Un año más tarde, Roberto y Domitila estaban casados. Él la amaba por encima de todas las cosas; ella le correspondía cortésmente. Él trabajaba muchas horas para ganar el pan; ella lo comía sin remilgos y pedía más. Él se iba al banco a las siete de la mañana; ella se quedaba en casa meditando sobre el sentido de la existencia. Tenían una casa grande y bonita a orillas del lago, a las afueras de Ginebra. Había cisnes, ardillas, una gata siamesa, árboles centenarios, muchas flores en primavera gracias a un primoroso jardinero, una vista inigualable sobre las montañas azuladas y las nieves eternas del Mont Blanc. Se trataba, pues, de un matrimonio feliz.

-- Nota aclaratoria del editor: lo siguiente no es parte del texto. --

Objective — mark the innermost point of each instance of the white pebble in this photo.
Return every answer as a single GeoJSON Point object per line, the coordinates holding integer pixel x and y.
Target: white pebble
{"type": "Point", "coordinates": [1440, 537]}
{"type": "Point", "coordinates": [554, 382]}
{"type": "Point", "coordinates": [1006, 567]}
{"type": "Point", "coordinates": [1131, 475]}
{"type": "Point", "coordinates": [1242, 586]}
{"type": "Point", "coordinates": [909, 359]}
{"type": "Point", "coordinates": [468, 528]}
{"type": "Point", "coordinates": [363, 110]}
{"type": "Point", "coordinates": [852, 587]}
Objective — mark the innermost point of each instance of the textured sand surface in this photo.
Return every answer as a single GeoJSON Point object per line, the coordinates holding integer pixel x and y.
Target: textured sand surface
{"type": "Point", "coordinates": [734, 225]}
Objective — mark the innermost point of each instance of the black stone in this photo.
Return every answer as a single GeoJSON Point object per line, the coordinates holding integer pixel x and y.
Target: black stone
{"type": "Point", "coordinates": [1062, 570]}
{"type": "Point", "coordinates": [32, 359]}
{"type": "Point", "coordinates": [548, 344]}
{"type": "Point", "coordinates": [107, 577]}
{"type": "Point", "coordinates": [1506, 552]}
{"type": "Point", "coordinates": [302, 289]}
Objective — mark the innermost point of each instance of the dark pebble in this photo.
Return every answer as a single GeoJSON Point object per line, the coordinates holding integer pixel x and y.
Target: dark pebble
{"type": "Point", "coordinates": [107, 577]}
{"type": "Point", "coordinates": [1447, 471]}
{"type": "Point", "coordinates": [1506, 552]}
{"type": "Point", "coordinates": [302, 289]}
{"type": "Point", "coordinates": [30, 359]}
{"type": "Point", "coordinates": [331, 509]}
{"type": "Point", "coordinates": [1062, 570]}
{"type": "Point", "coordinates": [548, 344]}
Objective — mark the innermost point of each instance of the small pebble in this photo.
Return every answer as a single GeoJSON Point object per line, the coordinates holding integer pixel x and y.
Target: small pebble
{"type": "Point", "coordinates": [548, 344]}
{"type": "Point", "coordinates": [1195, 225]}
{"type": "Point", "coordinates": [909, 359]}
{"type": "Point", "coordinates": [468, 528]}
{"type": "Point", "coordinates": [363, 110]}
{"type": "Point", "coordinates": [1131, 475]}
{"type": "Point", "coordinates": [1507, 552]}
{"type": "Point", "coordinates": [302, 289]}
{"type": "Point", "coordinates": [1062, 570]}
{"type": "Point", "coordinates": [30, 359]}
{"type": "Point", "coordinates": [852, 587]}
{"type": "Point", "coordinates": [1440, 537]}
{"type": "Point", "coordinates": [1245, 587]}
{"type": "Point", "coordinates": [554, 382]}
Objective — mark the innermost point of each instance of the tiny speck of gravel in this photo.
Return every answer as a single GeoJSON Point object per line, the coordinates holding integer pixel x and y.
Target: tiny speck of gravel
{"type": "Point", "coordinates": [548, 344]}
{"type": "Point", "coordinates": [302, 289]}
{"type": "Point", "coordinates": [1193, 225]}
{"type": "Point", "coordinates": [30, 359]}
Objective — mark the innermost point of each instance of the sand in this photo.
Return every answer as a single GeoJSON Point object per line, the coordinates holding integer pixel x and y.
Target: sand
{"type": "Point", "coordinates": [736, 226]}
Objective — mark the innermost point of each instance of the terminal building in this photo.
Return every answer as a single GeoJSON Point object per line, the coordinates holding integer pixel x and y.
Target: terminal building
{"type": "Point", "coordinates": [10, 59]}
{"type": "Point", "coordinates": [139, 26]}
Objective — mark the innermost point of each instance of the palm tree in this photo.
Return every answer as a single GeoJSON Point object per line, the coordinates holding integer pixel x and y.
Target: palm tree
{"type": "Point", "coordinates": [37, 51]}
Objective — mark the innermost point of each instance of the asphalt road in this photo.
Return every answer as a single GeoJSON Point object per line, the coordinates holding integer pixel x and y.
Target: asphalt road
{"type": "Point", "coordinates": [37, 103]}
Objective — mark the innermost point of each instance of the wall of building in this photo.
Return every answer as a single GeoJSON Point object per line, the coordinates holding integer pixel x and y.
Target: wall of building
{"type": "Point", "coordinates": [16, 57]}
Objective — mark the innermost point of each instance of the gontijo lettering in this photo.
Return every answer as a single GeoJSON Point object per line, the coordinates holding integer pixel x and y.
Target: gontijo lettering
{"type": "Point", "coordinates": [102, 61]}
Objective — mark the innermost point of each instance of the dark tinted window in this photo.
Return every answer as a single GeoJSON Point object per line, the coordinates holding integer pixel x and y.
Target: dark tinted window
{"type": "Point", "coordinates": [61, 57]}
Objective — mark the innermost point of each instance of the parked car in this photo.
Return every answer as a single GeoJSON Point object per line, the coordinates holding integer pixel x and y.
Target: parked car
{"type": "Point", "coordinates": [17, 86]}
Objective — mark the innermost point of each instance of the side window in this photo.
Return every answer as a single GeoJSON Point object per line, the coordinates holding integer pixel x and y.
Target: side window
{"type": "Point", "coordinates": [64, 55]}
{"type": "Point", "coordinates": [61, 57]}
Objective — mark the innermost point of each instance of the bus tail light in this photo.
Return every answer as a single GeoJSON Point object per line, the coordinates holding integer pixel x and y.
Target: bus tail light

Es evidente que las personas huecas y superficiales terminan siempre donde empiezan: en el vacío. Contarlo bien y hacer del pensamiento y la crítica una espléndida narración literaria es algo que solo hacen los buenos escritores 🙂
concuerdo con que las personas superficiales sean asi puede que incluso empiecen bien pero terminen mal asi le sucedió a una amiga que por respeto no mencionare su nombre este relato es largo y puede que cuando lo veas te resulte atrayente el tema pero después lo veas muy largo o extenso pero es interesante porque puede suceder
Sí, quizás se podría acortar un poquito. Lo «acortés» no quitará lo valiente ni lo bien escrito. Igual la autora lo reconsidera ¿por qué no?. Este relato, de todas formas, muestra – yo conozco bien su obra – la absoluta versatilidad de una de las narradoras ( y poetas) más interesantes del panorama actual. Recomiendo leer su libro «Almas Brujas», literatura pura, una demostración en toda regla ( y fuera de ella :-)) de buen hacer literario.